Depremin üzerinden iki yıl geçmesine rağmen, on binlerce insan hâlâ çadır kentlerde, konteynerlerde veya hasarlı binalarda yaşamaya mecbur bırakılıyor. “Geçici” barınma alanlarında temiz su, ısınma ve sağlık hizmetlerine erişim sorunları devam ediyor. Çocuklar okulsuz, yetişkinler işsiz, yaşlılar ise sağlık hizmetlerinden mahrum. Hükümetin “kalıcı konut” vaatleri, seçim dönemlerinde propaganda malzemesine dönüşürken, inşaatların yavaş ilerlemesi ve yeni konutların deprem bölgelerinden uzakta inşa edilmesi, insanların hayata tutunma mücadelesini zorlaştırıyor. Üstelik, deprem vergileri ve toplanan bağışların nasıl harcandığına dair şeffaf bir hesap verilmemesi, halkın tepkisini büyütüyor.  

Depremzedelerin fiziksel ihtiyaçları kadar psikolojik destek de hayati önem taşıyor.

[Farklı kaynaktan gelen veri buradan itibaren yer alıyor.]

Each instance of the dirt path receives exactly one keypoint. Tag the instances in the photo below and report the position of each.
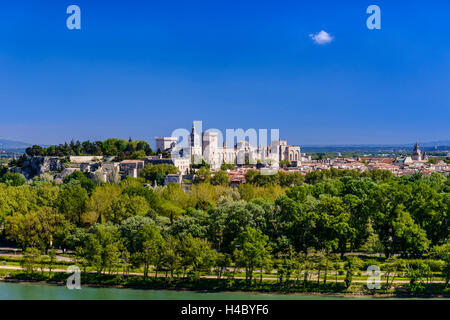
(162, 275)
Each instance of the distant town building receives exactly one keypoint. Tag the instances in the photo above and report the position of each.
(418, 155)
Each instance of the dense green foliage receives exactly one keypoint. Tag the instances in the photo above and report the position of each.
(289, 224)
(110, 147)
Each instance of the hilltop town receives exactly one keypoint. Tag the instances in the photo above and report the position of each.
(203, 150)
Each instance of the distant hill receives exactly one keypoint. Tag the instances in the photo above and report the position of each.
(10, 144)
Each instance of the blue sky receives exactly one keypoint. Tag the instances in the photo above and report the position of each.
(145, 68)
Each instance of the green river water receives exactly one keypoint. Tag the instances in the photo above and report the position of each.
(30, 291)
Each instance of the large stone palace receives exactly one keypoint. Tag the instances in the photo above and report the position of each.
(206, 146)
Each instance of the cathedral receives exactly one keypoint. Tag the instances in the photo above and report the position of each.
(206, 146)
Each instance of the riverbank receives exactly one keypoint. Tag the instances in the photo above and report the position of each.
(287, 289)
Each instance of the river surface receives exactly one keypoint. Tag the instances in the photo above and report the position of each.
(30, 291)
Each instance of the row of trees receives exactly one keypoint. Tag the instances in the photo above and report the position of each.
(336, 212)
(110, 147)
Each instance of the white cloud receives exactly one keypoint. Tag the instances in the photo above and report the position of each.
(321, 37)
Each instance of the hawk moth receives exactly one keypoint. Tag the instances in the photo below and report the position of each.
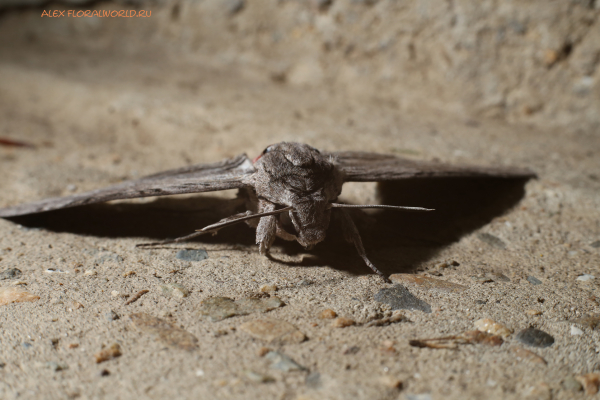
(290, 190)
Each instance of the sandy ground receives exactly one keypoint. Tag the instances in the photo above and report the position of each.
(97, 118)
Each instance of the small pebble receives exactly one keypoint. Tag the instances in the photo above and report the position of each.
(342, 322)
(10, 273)
(572, 384)
(590, 382)
(54, 366)
(15, 295)
(112, 316)
(491, 240)
(192, 255)
(256, 377)
(492, 327)
(585, 277)
(268, 288)
(174, 290)
(165, 331)
(399, 298)
(426, 282)
(535, 337)
(313, 380)
(263, 351)
(390, 382)
(525, 354)
(218, 308)
(113, 351)
(575, 331)
(282, 362)
(421, 396)
(327, 314)
(533, 280)
(273, 331)
(107, 256)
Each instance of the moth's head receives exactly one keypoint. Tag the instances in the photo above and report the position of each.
(298, 175)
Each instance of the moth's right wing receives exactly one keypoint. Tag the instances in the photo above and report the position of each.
(222, 175)
(374, 167)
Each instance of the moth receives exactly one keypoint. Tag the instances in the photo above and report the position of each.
(290, 191)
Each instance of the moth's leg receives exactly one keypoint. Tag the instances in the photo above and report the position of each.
(351, 235)
(266, 230)
(195, 234)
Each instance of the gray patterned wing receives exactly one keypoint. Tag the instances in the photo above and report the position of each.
(373, 167)
(227, 174)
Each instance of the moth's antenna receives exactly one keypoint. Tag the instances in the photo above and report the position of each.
(215, 227)
(339, 205)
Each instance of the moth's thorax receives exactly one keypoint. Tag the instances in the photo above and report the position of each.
(298, 175)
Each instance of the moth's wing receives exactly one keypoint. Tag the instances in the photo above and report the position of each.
(373, 167)
(227, 174)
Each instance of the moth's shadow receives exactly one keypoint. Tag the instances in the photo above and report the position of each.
(394, 241)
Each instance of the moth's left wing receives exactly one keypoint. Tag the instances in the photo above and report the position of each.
(226, 174)
(374, 167)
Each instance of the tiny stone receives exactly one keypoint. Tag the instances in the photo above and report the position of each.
(256, 377)
(427, 282)
(10, 273)
(109, 256)
(15, 295)
(54, 366)
(491, 240)
(282, 362)
(421, 396)
(273, 330)
(175, 290)
(263, 351)
(342, 322)
(113, 351)
(165, 331)
(525, 354)
(192, 255)
(218, 308)
(112, 316)
(313, 380)
(590, 383)
(570, 383)
(535, 337)
(391, 382)
(351, 350)
(399, 298)
(575, 331)
(533, 280)
(327, 314)
(492, 327)
(268, 288)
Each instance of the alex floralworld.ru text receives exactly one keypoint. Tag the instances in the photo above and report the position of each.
(96, 13)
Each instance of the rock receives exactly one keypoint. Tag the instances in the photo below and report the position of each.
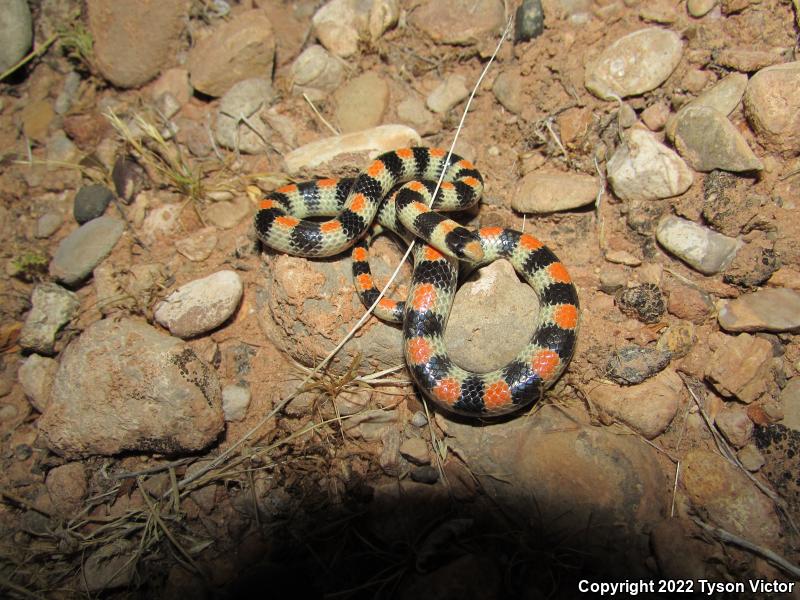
(459, 22)
(780, 448)
(227, 214)
(770, 309)
(415, 450)
(729, 498)
(235, 400)
(16, 32)
(316, 73)
(124, 386)
(699, 8)
(634, 64)
(634, 364)
(529, 21)
(199, 245)
(132, 45)
(200, 305)
(508, 89)
(655, 116)
(735, 425)
(36, 375)
(644, 169)
(750, 457)
(790, 399)
(615, 484)
(551, 191)
(413, 112)
(643, 302)
(129, 179)
(52, 307)
(308, 306)
(36, 117)
(740, 366)
(647, 408)
(83, 249)
(67, 488)
(772, 107)
(747, 60)
(708, 141)
(448, 94)
(492, 319)
(705, 250)
(242, 48)
(361, 103)
(48, 224)
(91, 202)
(238, 126)
(370, 143)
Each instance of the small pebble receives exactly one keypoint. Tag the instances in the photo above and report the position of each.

Ancak iktidar, bölgedeki travma mağdurlarına yönelik etkili bir ruh sağlığı politikası geliştiremedi. Kaybettikleri yakınlarının yasını tutamayan, enkaz kokusunu hâlâ ciğerlerinde hisseden, uyku tutmayan binlerce insan, kaderine terk edilmiş durumda. Çocuklarda artan kaygı bozuklukları, intihar vakalarındaki yükseliş ve toplumsal travmanın nesiller boyu taşınacağı gerçeği, iktidarın gündeminde bile yok.  
  
Deprem sonrası süreçte, iktidar yanlısı medya kuruluşları, yaşanan trajediyi “devletin başarısı” olarak pazarlamaya çalıştı. Enkazlar altında kalanların sesini duyurmaya çalışan gazeteciler gözaltına alındı, sosyal medyada yardım çağrısı yapanlar cezalandırıldı. Bilim insanlarının deprem riskine dair uyarıları sansürlendi, depremle ilgili eleştirel raporlar yok sayıldı. Bu sessizlik politikası, gerçeklerin üzerini örtmek ve toplumsal belleği silmek için kullanılan bir araç haline geldi.  

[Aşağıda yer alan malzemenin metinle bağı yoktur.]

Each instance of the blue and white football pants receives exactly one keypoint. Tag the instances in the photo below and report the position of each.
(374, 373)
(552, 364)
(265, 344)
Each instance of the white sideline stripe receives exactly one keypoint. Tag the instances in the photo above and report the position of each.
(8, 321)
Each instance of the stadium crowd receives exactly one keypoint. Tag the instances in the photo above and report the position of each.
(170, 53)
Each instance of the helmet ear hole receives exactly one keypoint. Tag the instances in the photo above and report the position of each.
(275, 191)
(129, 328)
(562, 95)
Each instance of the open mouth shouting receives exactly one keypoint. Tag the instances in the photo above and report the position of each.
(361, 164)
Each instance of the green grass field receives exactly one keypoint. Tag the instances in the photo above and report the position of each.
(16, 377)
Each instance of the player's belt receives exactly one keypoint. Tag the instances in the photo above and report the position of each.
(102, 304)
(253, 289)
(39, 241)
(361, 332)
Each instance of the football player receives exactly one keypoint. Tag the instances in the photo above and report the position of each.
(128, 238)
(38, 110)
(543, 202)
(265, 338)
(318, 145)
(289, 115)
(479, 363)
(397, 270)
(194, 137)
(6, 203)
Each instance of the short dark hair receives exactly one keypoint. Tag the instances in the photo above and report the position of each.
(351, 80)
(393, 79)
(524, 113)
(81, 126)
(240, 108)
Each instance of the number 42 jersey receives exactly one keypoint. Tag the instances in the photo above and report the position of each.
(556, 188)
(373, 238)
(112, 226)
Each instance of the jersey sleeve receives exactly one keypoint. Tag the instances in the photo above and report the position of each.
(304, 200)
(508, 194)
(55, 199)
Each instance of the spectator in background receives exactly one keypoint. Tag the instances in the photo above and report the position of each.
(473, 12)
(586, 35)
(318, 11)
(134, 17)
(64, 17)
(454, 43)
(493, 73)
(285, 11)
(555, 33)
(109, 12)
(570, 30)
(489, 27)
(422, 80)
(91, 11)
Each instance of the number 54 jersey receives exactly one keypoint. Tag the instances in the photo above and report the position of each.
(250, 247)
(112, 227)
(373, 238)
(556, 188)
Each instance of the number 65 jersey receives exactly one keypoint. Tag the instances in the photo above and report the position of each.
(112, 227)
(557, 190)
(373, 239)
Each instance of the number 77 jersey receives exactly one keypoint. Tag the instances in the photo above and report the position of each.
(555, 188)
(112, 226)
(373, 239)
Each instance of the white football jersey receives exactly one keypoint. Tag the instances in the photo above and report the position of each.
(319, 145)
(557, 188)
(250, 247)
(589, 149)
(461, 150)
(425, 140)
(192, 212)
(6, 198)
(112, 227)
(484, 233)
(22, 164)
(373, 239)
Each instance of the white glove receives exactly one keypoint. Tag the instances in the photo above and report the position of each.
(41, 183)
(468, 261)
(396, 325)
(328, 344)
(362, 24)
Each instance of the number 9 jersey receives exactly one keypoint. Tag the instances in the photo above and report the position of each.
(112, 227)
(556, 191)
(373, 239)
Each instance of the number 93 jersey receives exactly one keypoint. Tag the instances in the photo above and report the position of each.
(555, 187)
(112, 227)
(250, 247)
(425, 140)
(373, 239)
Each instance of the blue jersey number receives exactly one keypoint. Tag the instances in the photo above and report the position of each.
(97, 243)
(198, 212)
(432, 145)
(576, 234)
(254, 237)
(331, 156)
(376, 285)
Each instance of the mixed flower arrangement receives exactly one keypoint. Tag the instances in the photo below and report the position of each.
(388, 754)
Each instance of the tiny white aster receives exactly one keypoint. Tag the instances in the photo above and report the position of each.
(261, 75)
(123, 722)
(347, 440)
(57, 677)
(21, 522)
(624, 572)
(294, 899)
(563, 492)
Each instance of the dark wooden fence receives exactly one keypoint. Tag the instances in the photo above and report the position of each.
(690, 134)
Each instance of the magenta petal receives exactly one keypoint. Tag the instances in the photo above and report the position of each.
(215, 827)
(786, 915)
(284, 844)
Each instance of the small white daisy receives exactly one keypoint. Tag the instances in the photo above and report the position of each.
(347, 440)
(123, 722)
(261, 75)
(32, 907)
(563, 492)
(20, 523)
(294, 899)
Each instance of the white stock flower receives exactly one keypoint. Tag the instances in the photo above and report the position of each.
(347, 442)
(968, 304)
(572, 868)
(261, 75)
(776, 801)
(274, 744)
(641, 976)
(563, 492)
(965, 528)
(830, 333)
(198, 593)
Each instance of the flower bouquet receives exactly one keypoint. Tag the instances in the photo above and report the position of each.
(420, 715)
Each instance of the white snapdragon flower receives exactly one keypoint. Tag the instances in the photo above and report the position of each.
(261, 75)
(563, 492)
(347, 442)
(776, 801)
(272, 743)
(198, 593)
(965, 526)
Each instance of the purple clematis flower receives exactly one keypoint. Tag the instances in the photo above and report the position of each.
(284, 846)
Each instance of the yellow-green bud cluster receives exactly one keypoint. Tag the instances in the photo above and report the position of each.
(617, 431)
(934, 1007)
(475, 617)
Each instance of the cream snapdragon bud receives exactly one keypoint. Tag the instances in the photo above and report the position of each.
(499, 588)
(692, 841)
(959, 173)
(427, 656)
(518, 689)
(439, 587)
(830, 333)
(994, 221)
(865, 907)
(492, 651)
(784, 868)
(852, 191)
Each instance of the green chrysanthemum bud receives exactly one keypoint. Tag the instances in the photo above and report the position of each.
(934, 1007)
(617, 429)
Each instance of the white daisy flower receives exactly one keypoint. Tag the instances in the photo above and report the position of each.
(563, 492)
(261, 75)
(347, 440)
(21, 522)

Yaşananların tekrarlanmaması için, depremde ihmali olan tüm kurum ve kişilerin yargı önüne çıkarılması şart. Müteahhitlerden denetimsiz bina yapan belediye yetkililerine, imar aflarını çıkaran siyasetçilerden AFAD’daki liyakatsiz atamalara kadar, sorumluların hesap vermesi gerekiyor. Ancak iktidar, bu süreci engellemek için elinden geleni yapıyor. Deprem davalarının siyasi baskıyla sonuçsuz kalması, mağdurların adalet arayışını baltalıyor.  

Bu karanlık tabloya rağmen, deprem bölgesinde halkın dayanışması ve ülkenin dört bir yanından gönüllülerin desteği, umudun yeşermesini sağladı. Ancak dayanışma, iktidarın sorumluluklarını yerine getirmesinin alternatifi olamaz. Gerçek çözüm, bilimsel planlama, şeffaf yönetim ve liyakat ile mümkün. Deprem vergilerinin nereye harcandığının açıklanması, kentsel dönüşümün rant değil insan odaklı ilerlemesi ve afet politikalarının siyaset üstü bir anlayışla ele alınması gerekiyor.  

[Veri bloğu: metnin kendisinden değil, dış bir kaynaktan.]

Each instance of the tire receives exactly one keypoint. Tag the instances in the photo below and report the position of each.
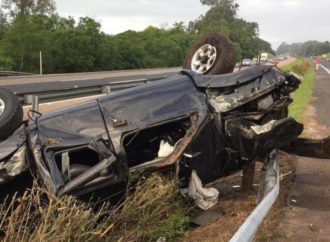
(11, 113)
(223, 61)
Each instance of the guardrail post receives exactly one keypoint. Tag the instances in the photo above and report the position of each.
(35, 105)
(28, 99)
(106, 89)
(248, 177)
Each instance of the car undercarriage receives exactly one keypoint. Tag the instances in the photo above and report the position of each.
(212, 124)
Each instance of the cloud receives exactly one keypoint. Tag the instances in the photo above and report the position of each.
(279, 20)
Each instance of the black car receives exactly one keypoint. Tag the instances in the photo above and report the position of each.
(213, 124)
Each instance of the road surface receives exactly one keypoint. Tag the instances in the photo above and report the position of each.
(308, 214)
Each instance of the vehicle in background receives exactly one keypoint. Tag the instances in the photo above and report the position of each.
(246, 62)
(264, 57)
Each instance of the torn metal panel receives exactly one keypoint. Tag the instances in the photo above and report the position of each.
(214, 125)
(318, 148)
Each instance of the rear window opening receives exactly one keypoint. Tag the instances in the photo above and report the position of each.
(143, 146)
(74, 162)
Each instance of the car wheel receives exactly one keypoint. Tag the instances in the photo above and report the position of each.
(11, 113)
(212, 54)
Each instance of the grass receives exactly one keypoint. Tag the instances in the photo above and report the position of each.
(303, 95)
(153, 210)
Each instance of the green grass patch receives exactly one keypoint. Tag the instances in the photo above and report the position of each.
(303, 95)
(153, 210)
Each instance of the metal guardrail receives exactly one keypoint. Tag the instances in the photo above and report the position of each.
(268, 192)
(13, 73)
(78, 91)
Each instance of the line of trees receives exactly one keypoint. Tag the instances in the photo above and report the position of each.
(30, 26)
(309, 48)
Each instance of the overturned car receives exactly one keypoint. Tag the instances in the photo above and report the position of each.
(211, 124)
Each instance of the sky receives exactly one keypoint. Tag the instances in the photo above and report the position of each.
(279, 20)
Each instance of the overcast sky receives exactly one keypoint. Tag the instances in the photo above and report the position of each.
(279, 20)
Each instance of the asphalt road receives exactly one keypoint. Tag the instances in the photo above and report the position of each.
(308, 214)
(37, 83)
(326, 64)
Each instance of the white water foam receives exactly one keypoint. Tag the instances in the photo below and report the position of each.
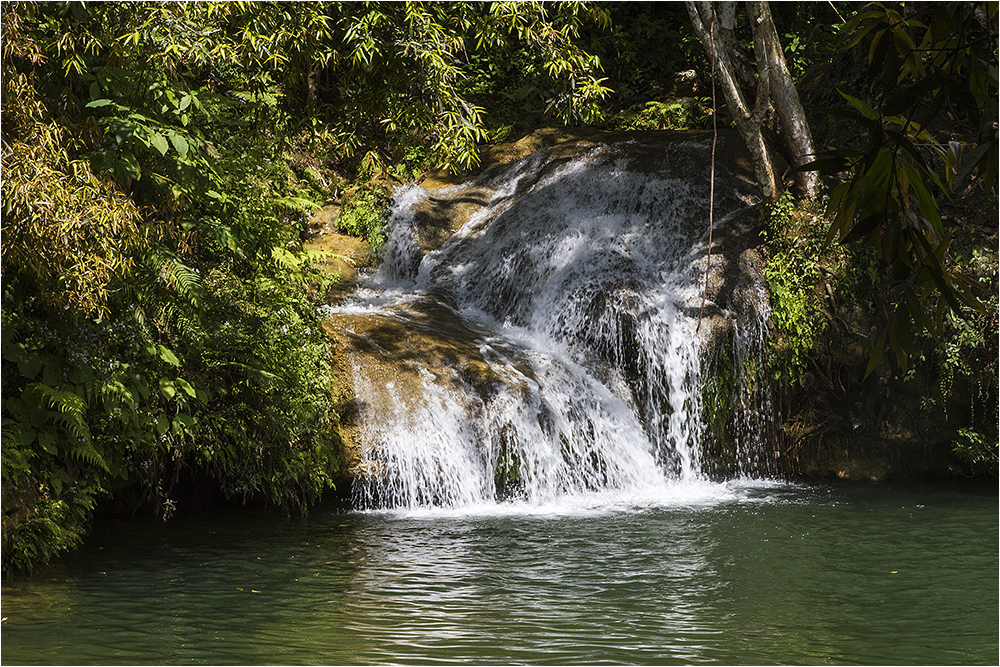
(587, 278)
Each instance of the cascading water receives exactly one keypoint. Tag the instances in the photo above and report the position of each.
(548, 348)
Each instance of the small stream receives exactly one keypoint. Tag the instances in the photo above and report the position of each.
(735, 573)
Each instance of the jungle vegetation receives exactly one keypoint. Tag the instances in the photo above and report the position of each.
(160, 161)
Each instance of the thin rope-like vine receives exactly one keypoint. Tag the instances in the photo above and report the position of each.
(711, 187)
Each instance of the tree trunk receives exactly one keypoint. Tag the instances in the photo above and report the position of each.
(707, 26)
(794, 128)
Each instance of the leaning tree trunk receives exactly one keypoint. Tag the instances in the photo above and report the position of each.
(794, 128)
(707, 26)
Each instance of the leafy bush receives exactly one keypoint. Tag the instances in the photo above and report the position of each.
(364, 215)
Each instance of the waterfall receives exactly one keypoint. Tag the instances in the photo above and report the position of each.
(548, 348)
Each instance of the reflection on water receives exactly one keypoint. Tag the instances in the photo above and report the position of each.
(763, 574)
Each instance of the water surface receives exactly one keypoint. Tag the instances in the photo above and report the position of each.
(741, 573)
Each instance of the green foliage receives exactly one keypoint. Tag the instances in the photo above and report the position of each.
(793, 274)
(682, 114)
(364, 215)
(924, 61)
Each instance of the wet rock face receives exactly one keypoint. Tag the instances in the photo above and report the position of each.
(542, 325)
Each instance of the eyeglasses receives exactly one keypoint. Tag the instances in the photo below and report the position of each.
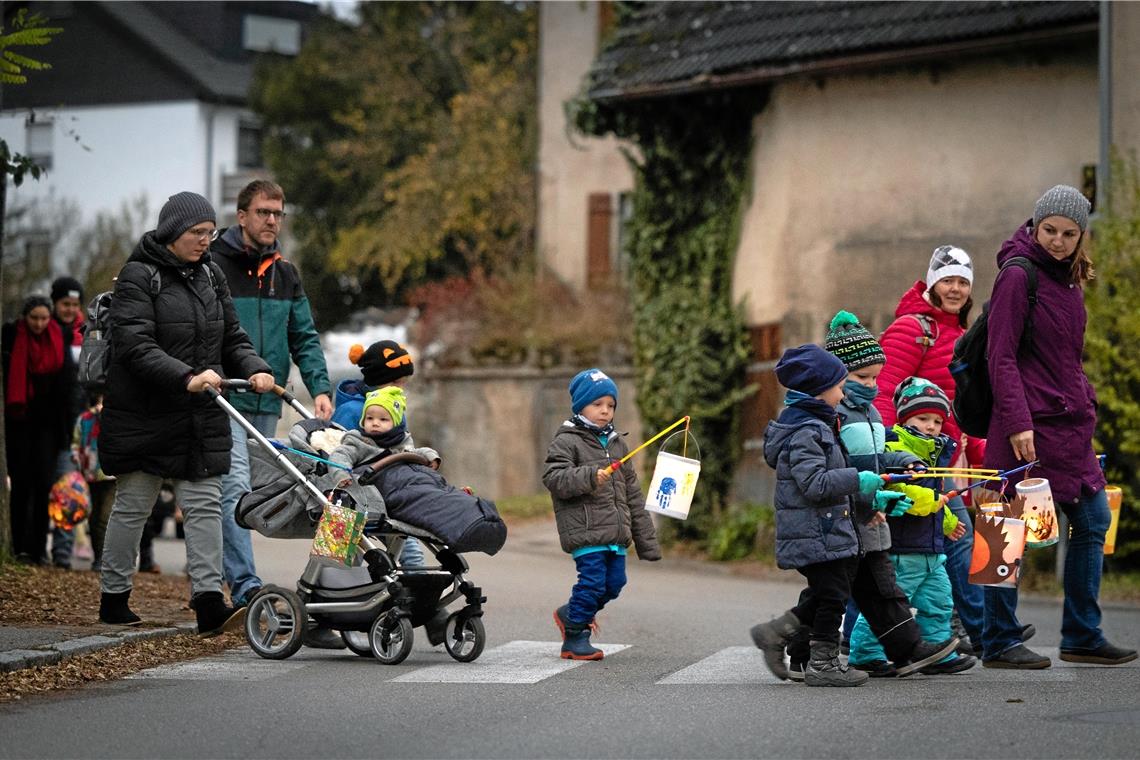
(209, 235)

6 Şubat depremi, Türkiye’nin sadece fay hatlarının değil, aynı zamanda sistem çürümüşlüğünün de ne kadar derin olduğunu gösterdi. Yaraları sarmak için, önce bu çürümüş yapıyı değiştirmek zorundayız. Unutmayacağız, unutturmayacağız. Kaybettiklerimizin anısı, hesap sorana kadar peşimizde olacak. Çünkü biliyoruz ki enkaz altında kalan yalnızca bedenler değil, aynı zamanda bu ülkenin vicdanıydı.